Turning Awareness Into Prevention
Based on the frequency and circumstances in the data, the following controls directly target your highest-risk conditions:
- Reduce High-Shelf & Overhead Storage
- Move heavy items below shoulder height.
- Add step stools and ensure staff can access them quickly.
- Reorganize crowded kitchen and storage racks to prevent slip-release of pans, boxes, and trays.
- Address Low-Clearance Hazards
- Mark low doorways, pipes, and beams with high-contrast identifiers.

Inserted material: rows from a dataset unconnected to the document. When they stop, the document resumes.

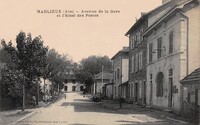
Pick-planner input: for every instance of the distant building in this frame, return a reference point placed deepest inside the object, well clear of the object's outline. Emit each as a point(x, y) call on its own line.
point(100, 80)
point(172, 51)
point(72, 84)
point(137, 61)
point(109, 88)
point(190, 99)
point(120, 73)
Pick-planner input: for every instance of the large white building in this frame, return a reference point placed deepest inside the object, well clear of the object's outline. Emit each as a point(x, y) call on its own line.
point(173, 51)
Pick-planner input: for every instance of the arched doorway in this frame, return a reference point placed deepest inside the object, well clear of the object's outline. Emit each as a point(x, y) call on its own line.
point(160, 82)
point(81, 88)
point(73, 88)
point(65, 88)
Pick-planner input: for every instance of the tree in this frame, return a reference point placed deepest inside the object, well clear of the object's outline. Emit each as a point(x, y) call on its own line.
point(57, 66)
point(91, 66)
point(28, 58)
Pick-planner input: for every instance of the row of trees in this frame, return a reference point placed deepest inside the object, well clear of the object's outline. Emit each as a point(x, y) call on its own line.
point(25, 65)
point(29, 61)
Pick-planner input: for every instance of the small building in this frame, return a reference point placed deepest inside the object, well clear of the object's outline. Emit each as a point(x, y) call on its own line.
point(172, 51)
point(190, 98)
point(109, 90)
point(71, 83)
point(100, 80)
point(120, 73)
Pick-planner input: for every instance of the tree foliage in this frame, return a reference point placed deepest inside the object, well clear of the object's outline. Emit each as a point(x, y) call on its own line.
point(91, 66)
point(27, 60)
point(57, 66)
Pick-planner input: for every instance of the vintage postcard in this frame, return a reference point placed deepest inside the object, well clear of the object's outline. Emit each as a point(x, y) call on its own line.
point(100, 62)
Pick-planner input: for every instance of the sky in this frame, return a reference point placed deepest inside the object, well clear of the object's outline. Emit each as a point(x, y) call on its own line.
point(79, 37)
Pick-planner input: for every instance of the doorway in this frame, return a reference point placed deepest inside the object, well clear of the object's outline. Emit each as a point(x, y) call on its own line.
point(170, 92)
point(66, 88)
point(73, 88)
point(151, 93)
point(136, 92)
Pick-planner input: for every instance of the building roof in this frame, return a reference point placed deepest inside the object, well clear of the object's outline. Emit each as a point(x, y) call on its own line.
point(177, 6)
point(106, 75)
point(124, 50)
point(143, 17)
point(194, 76)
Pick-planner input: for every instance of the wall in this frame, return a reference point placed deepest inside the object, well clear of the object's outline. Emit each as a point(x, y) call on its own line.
point(125, 70)
point(166, 62)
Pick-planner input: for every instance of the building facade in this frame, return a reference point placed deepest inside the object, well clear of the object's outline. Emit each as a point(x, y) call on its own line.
point(172, 52)
point(190, 99)
point(137, 61)
point(120, 73)
point(71, 84)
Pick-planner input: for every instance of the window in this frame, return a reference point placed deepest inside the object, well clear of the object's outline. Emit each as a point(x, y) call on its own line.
point(132, 42)
point(133, 64)
point(171, 40)
point(136, 62)
point(138, 37)
point(141, 37)
point(171, 79)
point(135, 40)
point(159, 44)
point(150, 52)
point(159, 81)
point(140, 60)
point(73, 81)
point(117, 73)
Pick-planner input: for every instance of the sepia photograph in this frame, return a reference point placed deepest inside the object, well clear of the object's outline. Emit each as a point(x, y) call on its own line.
point(100, 62)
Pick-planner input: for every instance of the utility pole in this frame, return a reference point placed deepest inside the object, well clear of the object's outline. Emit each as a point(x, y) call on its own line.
point(102, 81)
point(23, 105)
point(44, 91)
point(37, 93)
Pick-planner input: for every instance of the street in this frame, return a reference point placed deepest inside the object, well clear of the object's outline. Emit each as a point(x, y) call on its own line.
point(79, 110)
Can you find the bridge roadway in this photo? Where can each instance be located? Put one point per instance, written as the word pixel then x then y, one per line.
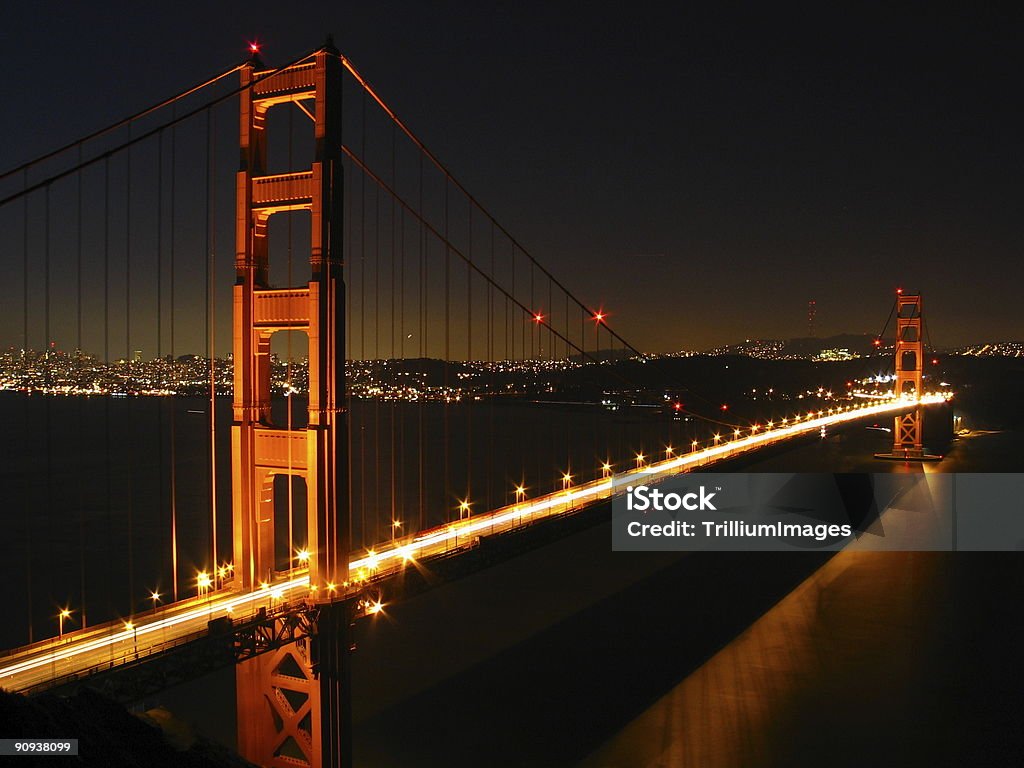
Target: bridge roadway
pixel 85 651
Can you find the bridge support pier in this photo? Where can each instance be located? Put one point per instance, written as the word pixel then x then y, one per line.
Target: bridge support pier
pixel 294 704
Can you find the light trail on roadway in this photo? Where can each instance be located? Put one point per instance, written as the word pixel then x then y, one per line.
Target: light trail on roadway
pixel 115 643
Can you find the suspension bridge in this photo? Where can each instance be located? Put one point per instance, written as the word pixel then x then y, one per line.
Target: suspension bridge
pixel 406 380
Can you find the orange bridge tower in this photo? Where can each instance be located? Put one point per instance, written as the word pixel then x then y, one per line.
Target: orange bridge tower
pixel 291 701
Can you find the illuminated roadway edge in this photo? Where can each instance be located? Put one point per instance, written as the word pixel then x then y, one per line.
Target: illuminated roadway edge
pixel 107 645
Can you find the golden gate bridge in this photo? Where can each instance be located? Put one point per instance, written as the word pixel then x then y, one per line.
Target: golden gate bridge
pixel 420 315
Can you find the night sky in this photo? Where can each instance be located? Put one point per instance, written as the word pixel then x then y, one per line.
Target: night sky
pixel 701 174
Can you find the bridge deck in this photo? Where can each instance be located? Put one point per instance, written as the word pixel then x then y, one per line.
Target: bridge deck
pixel 104 646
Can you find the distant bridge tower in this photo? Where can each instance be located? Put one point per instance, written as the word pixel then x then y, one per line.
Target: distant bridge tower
pixel 909 372
pixel 908 427
pixel 288 715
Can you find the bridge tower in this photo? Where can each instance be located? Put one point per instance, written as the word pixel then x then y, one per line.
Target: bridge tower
pixel 291 702
pixel 908 426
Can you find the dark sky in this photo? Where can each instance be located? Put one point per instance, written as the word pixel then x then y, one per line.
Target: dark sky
pixel 701 173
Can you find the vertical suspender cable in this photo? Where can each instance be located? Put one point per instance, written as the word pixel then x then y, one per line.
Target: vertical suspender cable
pixel 160 325
pixel 448 351
pixel 210 354
pixel 28 419
pixel 392 368
pixel 81 418
pixel 288 372
pixel 421 334
pixel 107 358
pixel 128 383
pixel 377 357
pixel 173 366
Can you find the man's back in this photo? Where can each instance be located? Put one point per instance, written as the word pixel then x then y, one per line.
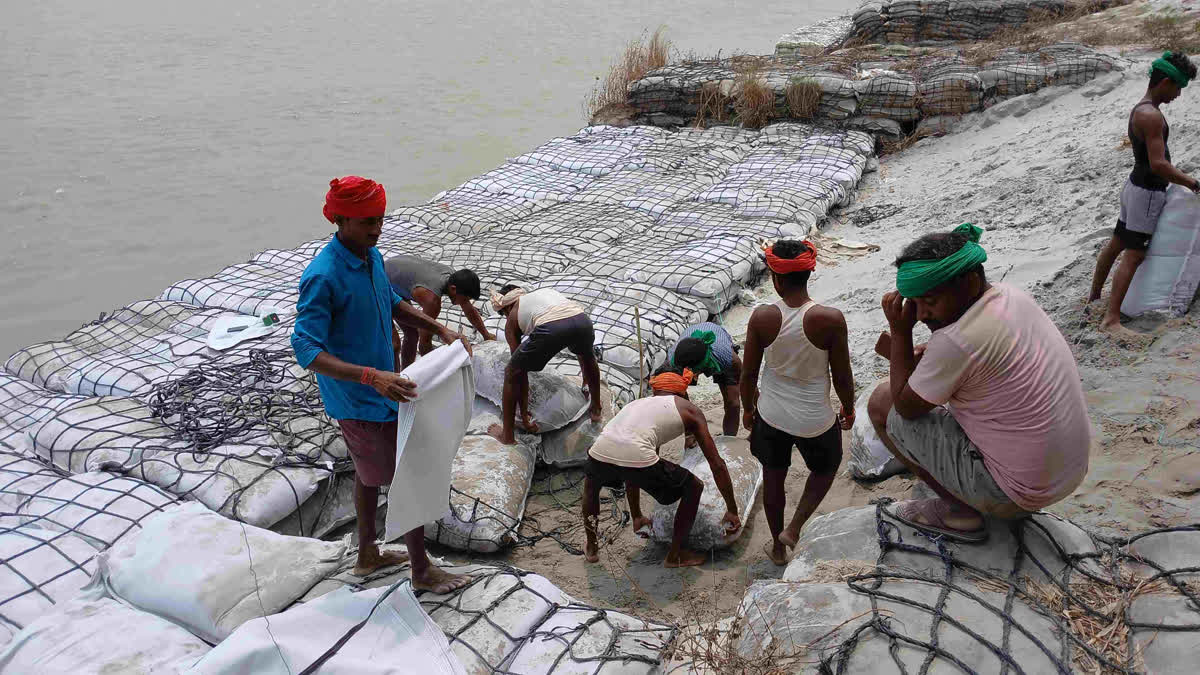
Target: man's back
pixel 1009 378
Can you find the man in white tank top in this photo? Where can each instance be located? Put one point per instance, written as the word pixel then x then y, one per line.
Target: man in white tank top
pixel 797 345
pixel 627 453
pixel 549 323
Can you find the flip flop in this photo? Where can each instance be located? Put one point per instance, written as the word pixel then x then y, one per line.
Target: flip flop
pixel 927 508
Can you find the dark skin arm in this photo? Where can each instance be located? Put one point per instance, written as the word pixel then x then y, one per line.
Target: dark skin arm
pixel 761 332
pixel 694 423
pixel 826 328
pixel 1149 123
pixel 901 315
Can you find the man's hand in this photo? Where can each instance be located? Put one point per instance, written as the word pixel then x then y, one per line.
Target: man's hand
pixel 731 521
pixel 449 336
pixel 900 311
pixel 394 386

- Add padding on common impact points.
- Require bump caps for maintenance, theater, AV, and facilities staff frequently working in tight spaces
- Secure Doors, Gates, Drawers, and Boarding Areas
- Maintain cooler/freezer door closers.
- Avoid “ducking under” half-closed gates.
- Enforce “clear the swing zone” habits in Dining & Kitchen Operations
- Create standard operating procedures for areas with heavy door use.
- Manage Campus Movement Risks
- Set hallway traffic norms during dismissals and transitions.
- Athletics & Recreation Precautions
- Establish sideline buffer zones.
- Reinforce safe staff positioning during active play and practice drills.
- Tools & Kickback Hazards
- Require eye/face protection when working with saws, routers, drills, or tensioned parts.
- Conduct pre-use tool inspections for guards, fences, and kickback pawls.
The ISCC Advantage
Struck-by and struck-against claims can carry higher medical complexity and greater lost time, particularly when the head or face is involved. But by addressing the consistent patterns highlighted above—storage practices, overhead hazards, door/gate mechanics, student interactions, seasonal grounds activity, and tool use—schools can significantly reduce both frequency and severity.
Safety is not just about what’s under your feet, it’s about everything moving around you.